The gentlemen in question is Scenario Writer Niven Busch, who wrote the script for "The Little Foxes," and whose photograph keeps a sharp eye on us all through the interview. The romance flowered very quietly. Few people knew there was a romance -- until there was an engagement.

She admits that it's confusing that they're engaged. So few people are ever engaged in Hollywood, except in the gossip columns. Either they go out with two other people the next week, or they fly off to Yuma. "But the fact that we're engaged," she says, "means what the word used to mean: we're taking time to think it over very seriously, before we marry."

Surprising, what?

GIVE STAMPS AND BONDS AS GIFTS

Captions:

Teresa Wright and Richard Ney are romantically teamed in "Mrs. Miniver," which co-stars Greer Garson and Walter Pidgeon.

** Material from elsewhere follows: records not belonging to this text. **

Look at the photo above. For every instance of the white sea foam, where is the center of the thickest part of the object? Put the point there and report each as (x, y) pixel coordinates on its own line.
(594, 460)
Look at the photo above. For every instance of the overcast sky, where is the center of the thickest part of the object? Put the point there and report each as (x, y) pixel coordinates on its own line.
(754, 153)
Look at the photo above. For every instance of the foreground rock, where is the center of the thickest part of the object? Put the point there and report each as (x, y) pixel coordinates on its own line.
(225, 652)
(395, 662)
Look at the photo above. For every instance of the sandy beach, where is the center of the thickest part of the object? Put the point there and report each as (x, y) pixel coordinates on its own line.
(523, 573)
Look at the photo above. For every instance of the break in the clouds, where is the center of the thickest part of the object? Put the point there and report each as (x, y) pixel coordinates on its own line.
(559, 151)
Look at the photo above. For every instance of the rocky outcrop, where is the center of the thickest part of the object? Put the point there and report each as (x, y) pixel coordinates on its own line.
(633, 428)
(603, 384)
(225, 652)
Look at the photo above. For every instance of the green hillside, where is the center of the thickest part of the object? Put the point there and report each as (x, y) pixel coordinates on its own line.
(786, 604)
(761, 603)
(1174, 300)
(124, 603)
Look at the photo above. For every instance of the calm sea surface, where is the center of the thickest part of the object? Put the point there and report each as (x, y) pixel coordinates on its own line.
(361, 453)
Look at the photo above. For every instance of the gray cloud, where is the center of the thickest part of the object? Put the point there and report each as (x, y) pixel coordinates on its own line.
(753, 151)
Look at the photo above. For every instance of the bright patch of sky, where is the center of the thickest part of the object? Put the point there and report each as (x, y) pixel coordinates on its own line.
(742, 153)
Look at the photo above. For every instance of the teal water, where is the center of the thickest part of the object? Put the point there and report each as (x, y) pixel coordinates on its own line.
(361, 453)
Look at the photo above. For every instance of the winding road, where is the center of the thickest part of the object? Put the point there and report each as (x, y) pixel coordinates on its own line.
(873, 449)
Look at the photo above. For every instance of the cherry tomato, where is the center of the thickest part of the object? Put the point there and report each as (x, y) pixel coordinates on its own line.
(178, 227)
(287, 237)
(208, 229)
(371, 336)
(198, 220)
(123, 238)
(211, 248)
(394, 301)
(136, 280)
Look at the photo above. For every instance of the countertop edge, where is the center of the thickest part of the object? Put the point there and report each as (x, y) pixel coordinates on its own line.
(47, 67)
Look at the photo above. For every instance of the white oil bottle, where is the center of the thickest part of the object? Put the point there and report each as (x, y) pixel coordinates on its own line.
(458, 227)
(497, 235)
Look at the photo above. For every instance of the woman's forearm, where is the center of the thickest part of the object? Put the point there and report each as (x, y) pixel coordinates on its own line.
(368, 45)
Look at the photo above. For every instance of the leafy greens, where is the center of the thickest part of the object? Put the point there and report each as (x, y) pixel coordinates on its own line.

Teresa had to acquire an English accent for her role.

Teresa with Richard Carlson in "The Little Foxes" which was her first film. Teresa has just finished "Pride of the Yankees," the story of Lou Gehrig, in which she appears with Gary Cooper.

Greer Garson and Teresa between scenes of "Mrs. Miniver." Teresa is cast as Greer's daughter-in-law in this dramatic story of the courage of an English family during the ghastly horrors of war.